L’effondrement des dictatures dans les pays cités ci-dessus n’y a certainement pas éradiqué tous les autres problèmes : la misère, la criminalité, l’inefficacité bureaucratique et la destruction de l’environnement, qui sont souvent l’héritage des régimes brutaux. Néanmoins, la chute de ces dictatures a réduit au moins la souffrance des victimes de l’oppression et a ouvert le chemin vers la reconstruction de ces sociétés avec plus de démocratie politique, de liberté personnelle et de justice sociale.
Ces dernières décennies il y a certainement une tendance vers plus de démocratie et de liberté dans le monde.
Après avoir consolidé sa position, la nouvelle clique peut se révéler plus impitoyable et plus ambitieuse que la précédente. Ainsi, malgré les espoirs qu’elle apportait, elle sera libre de faire ce qu’elle veut sans se préoccuper de démocratie ou de droits humains. Cela ne peut donc pas être une réponse acceptable au problème de la dictature.

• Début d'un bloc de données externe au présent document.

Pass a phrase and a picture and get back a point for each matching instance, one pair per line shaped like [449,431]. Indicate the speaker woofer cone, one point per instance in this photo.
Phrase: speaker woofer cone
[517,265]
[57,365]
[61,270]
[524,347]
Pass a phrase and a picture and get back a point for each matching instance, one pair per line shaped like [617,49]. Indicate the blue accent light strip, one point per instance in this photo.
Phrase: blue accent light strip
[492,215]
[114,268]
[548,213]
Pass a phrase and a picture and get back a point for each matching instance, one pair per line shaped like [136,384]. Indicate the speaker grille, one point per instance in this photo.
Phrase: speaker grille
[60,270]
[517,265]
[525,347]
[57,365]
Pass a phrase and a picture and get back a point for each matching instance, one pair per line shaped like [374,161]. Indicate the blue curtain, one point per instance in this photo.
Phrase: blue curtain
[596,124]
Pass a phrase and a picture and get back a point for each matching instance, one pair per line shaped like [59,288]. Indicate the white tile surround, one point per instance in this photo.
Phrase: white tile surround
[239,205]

Quant aux élections, il n’en est pas question sous une dictature : elles ne sont pas un instrument efficace de changement politique
et Elles ne furent que des plébiscites rigoureusement contrôlés pour faire entériner par le public des choix de candidats déjà tranchés par les despotes. Des dictateurs sous pression peuvent parfois accepter de nouvelles élections, mais en les truquant pour mettre en place leurs marionnettes civiles au gouvernement (le cas de JOSEPH KABILA). Les réflexions évoquées dans cet examen de la défiance politique et de la lutte non-violente sont censées venir en aide à toutes personnes ou groupes qui cherchent à libérer leur peuple de l’oppression d’une dictature et à établir un système démocratique durable qui respecte les libertés humaines et l’action du peuple pour améliorer la société. A bon entendeur salut.